Ada identitas yang ingin diciptakan oleh Trump untuk membentuk dirinya sebagai orang yang akan mengembalikan atau mempertahankan kejayaan Amerika. Mungkin dia sudah kehilangan momentum politik identitas yang dimainkannya pada saat Pilpres periode pertama di mana ia berjuang mengembalikan kekuasaan mayoritas atau ‘supremasi kulit putih’ di pemerintahan dan industri di seluruh Amerika. Ia ingin ‘mengusir’ semua imigran dan pekerja non kulit putih dari Amerika dan mengawasi pergerakan Muslim di sana, padahal Amerika terkenal dengan julukan melting pot country dan land of freedom.


Politik identitas jelas menguntungkan bagi Trump. Begitu juga dengan parade militer yang dirayakan atas nama dirinya. Gedung Putih sudah menyiapkan ribuan undangan VIP bagi para donor dan orang-orang tertentu yang memiliki kepentingan dengan Trump.
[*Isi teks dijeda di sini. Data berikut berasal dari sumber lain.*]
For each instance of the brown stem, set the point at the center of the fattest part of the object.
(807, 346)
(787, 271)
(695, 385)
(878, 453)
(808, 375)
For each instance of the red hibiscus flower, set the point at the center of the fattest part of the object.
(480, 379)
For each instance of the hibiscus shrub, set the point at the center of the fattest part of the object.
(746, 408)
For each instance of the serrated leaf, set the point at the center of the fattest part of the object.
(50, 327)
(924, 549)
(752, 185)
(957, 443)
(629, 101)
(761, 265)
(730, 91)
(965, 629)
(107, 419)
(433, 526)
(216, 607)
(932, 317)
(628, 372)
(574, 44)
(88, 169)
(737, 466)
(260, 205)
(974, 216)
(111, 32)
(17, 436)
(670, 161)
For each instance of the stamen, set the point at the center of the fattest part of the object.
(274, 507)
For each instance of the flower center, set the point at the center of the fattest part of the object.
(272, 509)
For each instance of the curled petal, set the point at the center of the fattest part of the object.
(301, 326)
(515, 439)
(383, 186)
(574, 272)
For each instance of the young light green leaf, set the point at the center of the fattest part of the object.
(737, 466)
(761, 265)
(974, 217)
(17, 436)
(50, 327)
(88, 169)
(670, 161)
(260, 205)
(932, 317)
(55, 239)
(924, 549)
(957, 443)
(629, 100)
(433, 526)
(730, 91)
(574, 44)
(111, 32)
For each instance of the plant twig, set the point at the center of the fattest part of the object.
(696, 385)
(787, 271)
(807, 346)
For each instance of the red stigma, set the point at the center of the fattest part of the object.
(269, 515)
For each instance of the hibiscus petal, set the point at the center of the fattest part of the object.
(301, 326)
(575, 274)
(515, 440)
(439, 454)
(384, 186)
Anehnya, tidak ada undangan yang dilayangkan buat para pengurus Partai Demokrat yang menjadi rivalnya.


Lantas, dalam konstruksi politik identitas di Indonesia, apa keuntungannya dan siapa sebenarnya yang diuntungkan?


Secara umum, politik identitas diciptakan sebagai instrumen kanalisasi suara kelompok tertentu untuk dukungan politik. Dalam hal ini, Islam sebagai agama mayoritas, bisa diruncingkan sentimen identitasnya untuk diarahkan pada salah satu kekuatan politik. Koaliasi Adil Makmur mendapatkan manfaat besar dari konstruksi politik identitas dalam isu kriminalisasi ulama, penista ulama, ikut ijtima’ ulama, memihak partai Allah, dan melawan partai Setan. Kemudian, partai yang diuntungkan dalam benturan dialektis tersebut hanya 2 menurut saya, Gerindra dan PKS.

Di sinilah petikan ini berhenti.